Damage to Pharmacies

Answer: DEA regulations authorize pharmacies to destroy controlled substances, or cause controlled substances to be destroyed, in a variety of ways, so long as the pharmacy acts in accordance with all other applicable federal, state, tribal, and local laws and regulations, and the controlled substances are rendered non-retrievable. See, e.g., 21 CFR 1317.05(a), 1317.90, 1317.95. In most circumstances, however, DEA recommends that a pharmacy take the following steps to allow for the safe destruction of controlled substances and maintain records:

1) Contact a DEA-registered reverse distributor who will work with you to receive the controlled substances you need destroyed.

2) Safely transfer the controlled substances (and any debris mixed in with them) into containers, and seal the containers.

3) Sealed containers should be given a serial number or item number for tracking purposes.

4) You should document your transfer of these sealed containers to a reverse distributor on an invoice. The invoice should note the number of sealed containers and each container’s serial number. This will act as the record of receipt for the reverse distributor. 21 CFR 1304.21(d).

5) Sealed containers should then be sent to a reverse distributor through a common or contract carrier or picked up by a reverse distributor under their standard operating procedures. 21 CFR 1317.05(a)(2). If a common or contract carrier is used, sealed containers must only be delivered to the reverse distributor’s registered location. 21 CFR 1317.15(b)(2)(i).

6) The reverse distributor will destroy entire sealed containers and document the destruction on a DEA Form 41. 21 CFR 1304.21(e).

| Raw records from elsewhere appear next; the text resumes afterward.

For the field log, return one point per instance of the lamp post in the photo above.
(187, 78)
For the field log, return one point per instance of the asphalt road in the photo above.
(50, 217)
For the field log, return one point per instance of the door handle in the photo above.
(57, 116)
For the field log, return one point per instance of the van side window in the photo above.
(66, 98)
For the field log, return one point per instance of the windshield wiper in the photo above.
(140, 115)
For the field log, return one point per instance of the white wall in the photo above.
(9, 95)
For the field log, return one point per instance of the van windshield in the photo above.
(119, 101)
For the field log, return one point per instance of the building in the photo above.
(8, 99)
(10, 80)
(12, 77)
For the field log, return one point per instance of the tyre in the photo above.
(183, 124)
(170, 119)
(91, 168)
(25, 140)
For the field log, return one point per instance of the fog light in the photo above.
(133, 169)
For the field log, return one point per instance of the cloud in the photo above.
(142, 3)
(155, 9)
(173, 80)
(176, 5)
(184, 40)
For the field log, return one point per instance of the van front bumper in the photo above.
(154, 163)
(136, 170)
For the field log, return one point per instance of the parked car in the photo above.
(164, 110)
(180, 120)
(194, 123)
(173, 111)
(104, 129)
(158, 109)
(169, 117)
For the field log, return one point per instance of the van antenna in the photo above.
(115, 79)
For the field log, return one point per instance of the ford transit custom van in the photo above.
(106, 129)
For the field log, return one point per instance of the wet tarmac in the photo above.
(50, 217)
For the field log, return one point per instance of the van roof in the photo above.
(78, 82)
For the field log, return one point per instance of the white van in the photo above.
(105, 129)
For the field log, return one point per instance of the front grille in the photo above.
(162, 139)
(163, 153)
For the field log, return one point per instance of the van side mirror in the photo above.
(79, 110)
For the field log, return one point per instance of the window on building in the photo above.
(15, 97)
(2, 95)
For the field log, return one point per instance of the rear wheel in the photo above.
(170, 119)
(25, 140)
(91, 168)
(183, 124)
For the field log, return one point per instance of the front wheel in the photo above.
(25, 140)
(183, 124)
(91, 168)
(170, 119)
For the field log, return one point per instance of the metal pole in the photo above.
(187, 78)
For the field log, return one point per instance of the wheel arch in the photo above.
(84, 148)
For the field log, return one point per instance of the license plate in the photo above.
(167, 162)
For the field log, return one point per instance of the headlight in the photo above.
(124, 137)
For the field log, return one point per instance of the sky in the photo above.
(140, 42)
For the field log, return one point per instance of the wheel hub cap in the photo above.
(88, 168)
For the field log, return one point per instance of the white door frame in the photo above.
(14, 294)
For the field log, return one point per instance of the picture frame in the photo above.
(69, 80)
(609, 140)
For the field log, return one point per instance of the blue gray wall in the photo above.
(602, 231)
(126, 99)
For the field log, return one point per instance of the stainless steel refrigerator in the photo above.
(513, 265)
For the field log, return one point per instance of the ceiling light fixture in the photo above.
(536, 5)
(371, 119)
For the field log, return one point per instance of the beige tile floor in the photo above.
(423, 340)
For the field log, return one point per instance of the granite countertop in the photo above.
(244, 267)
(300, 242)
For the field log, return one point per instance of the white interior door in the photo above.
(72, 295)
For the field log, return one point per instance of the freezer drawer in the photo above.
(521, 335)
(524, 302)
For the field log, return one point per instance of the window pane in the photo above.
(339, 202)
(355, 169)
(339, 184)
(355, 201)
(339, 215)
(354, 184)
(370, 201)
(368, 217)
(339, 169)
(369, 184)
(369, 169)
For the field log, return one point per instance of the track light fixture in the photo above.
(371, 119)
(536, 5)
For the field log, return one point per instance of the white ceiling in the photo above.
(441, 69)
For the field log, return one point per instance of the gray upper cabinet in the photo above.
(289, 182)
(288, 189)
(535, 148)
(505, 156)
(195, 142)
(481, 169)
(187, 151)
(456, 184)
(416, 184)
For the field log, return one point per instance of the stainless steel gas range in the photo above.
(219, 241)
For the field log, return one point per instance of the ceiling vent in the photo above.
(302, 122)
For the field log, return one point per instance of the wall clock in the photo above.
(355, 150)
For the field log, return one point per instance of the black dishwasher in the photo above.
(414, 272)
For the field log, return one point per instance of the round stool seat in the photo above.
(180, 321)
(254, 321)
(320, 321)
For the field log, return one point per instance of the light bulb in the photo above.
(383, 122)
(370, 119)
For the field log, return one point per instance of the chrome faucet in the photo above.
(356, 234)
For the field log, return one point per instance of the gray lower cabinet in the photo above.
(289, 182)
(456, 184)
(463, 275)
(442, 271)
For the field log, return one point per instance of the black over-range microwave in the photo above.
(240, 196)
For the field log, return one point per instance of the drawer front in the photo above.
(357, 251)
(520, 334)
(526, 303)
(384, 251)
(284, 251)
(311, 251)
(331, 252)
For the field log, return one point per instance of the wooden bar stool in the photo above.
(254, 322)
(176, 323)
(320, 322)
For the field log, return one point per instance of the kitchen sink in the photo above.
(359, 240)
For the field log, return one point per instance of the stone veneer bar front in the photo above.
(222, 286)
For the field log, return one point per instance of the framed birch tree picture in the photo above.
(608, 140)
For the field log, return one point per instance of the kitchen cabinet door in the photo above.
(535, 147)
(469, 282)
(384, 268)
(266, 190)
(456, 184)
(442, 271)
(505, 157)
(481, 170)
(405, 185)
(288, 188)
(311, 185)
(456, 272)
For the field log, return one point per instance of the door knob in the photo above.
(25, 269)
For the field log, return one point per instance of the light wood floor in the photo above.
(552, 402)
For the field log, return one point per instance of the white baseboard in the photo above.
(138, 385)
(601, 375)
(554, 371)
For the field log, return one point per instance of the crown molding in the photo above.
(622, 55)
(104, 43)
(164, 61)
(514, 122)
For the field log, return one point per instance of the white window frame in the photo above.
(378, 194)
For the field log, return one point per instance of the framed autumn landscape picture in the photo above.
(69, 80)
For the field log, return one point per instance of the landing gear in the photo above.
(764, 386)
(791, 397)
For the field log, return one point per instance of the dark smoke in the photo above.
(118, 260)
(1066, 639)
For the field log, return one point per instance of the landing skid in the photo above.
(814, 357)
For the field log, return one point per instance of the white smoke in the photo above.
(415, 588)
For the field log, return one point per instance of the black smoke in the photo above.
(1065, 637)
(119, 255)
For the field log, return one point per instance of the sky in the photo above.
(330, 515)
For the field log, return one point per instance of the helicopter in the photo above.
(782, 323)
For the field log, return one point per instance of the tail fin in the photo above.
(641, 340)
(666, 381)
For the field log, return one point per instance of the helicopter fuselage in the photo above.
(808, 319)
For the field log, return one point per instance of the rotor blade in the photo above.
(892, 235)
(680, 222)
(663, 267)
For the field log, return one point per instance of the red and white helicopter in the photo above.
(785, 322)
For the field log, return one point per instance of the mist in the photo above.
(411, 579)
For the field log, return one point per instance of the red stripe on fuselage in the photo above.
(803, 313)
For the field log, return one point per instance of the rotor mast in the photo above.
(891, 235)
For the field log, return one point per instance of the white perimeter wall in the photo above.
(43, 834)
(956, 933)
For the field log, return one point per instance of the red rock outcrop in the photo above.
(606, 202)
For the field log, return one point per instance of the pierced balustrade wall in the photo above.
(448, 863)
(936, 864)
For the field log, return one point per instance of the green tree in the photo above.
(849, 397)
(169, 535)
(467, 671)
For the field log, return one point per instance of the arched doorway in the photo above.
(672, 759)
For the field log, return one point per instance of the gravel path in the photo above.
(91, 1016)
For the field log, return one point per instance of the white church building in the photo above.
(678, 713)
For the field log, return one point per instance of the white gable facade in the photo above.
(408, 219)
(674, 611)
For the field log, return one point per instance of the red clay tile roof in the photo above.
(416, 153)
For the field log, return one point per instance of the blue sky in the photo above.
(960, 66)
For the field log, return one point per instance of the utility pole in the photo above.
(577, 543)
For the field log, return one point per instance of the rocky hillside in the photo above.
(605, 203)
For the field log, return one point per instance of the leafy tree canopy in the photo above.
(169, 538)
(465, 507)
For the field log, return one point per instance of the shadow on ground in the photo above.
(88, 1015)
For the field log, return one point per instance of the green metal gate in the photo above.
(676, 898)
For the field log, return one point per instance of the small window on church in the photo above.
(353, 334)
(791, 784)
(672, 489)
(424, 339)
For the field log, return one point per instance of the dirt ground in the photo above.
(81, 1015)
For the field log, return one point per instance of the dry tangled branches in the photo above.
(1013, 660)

7) To account for lost, damaged, or stolen controlled substances (including through looting) that need to be destroyed, you should file a DEA Form 106 (report of Theft or Loss of Controlled Substances) based on pre-riot inventories and other pharmacy records. 21 CFR 1301.76(b). Forms may be accessed through this DEA link. You are required to maintain complete and accurate records. 21 U.S.C. 827(a)(3). EO-DEA210, July 13, 2020, DEA-DC-042

Transfer of Prescriptions

Answer: If you are unable to conduct business, it is recommended that you advise your patients of the following regarding how they may obtain their schedule II prescription medications from another pharmacy.

If your patient received a paper prescription that you have not filled, you generally may simply suggest that your patient take that prescription to another pharmacy. Your patients also may contact their doctor to obtain a new paper or electronic prescription for a schedule II controlled substance. The original pharmacy should document on the original schedule II prescription that it is void, the date the prescription was voided, and the reason for voiding the prescription. See 21 CFR 1311.200(h) (requiring a pharmacy that receives an original electronic prescription which it cannot dispense to mark the electronic version as voided or cancelled). In addition, in the case of an emergency situation, a practitioner may issue an emergency oral prescription to a pharmacy subject to certain requirements. 21 CFR 1306.11(d). Please refer to DEA's guidance regarding certain limited exceptions to these emergency oral prescription requirements during the COVID-19 Public Health Emergency on the DEA COVID-19 Information Page.

DEA recommends that you contact your state pharmacy authority to ensure that you remain in compliance with state pharmacy laws and guidance. Please contact your local DEA Field Office for additional information.
EO-DEA207, June 6, 2020, DEA-DC-041

Expedited Replacement of DEA Form 222s

Answer: DEA would be happy to assist, please contact DEA's registration unit at: DEA.Registration.Help@dea.gov. Please include in the email your name, DEA Registration number, contact phone number, and reason for the emergency shipment of DEA Form 222s. You may also telephone the Registration unit at (800) 882-9539. EO-DEA158, June 3, 2020

Registration of New Building at Same Address (Pharmacy)

Answer: If a pharmacy's temporary structure would be located at the same registered address (e.g., a temporary structure located at the address's parking lot), it is permissible to operate a temporary pharmacy at the same registered address under certain conditions. If a temporary pharmacy is deployed, it is recommended that you notify your local DEA Field Office of the new security established at your temporary location. The temporary pharmacy is authorized to operate under the same DEA number that was issued to the destroyed or heavily damaged pharmacy. The temporary structure must comply with all regulatory requirements applicable to registered pharmacies. In particular, please note that security controls for controlled substances stored or dispensed in the temporary structure must be adequate to comply with 21 CFR 1301.71, including the requirements specifically listed at 21 CFR 1301.75(b).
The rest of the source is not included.